Cripping the Exhaustion Economy: Radically Reimagining the Neoliberal Academy from the Sick Bed

Professor Bethan Evans

This project will develop a ‘Crip’ Political Economy approach to understand the dual problems of burnout and ableism in the UK neoliberal academy. Responding to the crisis of chronic overwork, exacerbated by the Covid-19 pandemic, and the rise in long-term chronic illness due to Long Covid, this project’s central thesis is that academics living with Energy Limiting Chronic Illness (ELCI), conditions involving symptoms of debilitating fatigue, offer vital insights into the operation of neoliberal capitalism within UK academia as an ‘exhaustion economy’.

Methodologically, innovation will come from adapting qualitative methods for exhausted bodies, allowing asynchronous and remote participation. Focus groups and qualitative surveys with people with ELCI who work in, or have left, academia will feed into a narrative network analysis of the academic political economy. Autobiographical and energy-budget-based interviews will explore energy limitation at two temporal scales: career and everyday. Critical analysis of equality and diversity policy from key institutions (e.g. funders, publishers, research and teaching assessment bodies) within the UK academic political economy will be carried out.

Theoretical innovation will come from bringing Crip Theory into conversation with Political Economy scholarship on capitalist hyperproductivity and neoliberalisation, along with work on slow scholarship and failure. It will extend work on Crip Time in academia, largely focussed on the US, by attending to UK specific institutions and processes. It will also ask how attention to embodied energy, as a limited commodity, might add a new dimension to Crip Time.

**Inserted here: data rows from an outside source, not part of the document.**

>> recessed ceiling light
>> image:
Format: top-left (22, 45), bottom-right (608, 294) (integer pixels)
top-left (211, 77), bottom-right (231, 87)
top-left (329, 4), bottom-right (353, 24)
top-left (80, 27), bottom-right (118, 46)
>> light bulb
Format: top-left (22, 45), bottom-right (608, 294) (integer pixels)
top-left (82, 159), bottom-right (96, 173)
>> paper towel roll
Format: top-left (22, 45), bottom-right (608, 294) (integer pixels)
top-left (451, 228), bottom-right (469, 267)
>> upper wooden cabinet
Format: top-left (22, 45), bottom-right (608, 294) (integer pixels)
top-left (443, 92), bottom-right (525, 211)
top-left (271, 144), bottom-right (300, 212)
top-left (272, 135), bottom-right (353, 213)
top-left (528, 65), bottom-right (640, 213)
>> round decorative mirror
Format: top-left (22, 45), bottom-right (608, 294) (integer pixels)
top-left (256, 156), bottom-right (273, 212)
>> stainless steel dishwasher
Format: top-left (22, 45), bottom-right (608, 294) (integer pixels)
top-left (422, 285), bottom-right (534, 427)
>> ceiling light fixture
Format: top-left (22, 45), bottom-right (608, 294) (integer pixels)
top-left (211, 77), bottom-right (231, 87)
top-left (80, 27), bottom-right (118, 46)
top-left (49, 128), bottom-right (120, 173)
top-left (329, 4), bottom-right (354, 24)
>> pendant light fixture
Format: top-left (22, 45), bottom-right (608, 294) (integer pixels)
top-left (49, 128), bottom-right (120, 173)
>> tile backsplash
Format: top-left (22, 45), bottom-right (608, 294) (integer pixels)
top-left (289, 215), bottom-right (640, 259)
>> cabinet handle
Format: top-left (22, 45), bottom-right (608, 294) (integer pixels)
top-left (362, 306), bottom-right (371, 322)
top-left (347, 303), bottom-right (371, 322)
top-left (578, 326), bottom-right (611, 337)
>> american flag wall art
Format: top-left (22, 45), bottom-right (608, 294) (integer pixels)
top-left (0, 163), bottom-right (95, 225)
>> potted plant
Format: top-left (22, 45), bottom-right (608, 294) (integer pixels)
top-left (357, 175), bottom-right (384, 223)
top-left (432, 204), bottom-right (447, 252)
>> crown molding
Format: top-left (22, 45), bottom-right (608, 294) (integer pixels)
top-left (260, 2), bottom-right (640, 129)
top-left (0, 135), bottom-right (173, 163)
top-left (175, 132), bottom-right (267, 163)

Current policy approaches to disability focus on reasonable adjustments made by the employing university. The Crip Political Economy approach developed here asks how ableism and exhaustion might be addressed across the broader academic political economy. In diverging from current approaches, and seeking to reimagine processes that currently exclude and/or debilitate, this research will contribute to ISRF goals to diversify social science.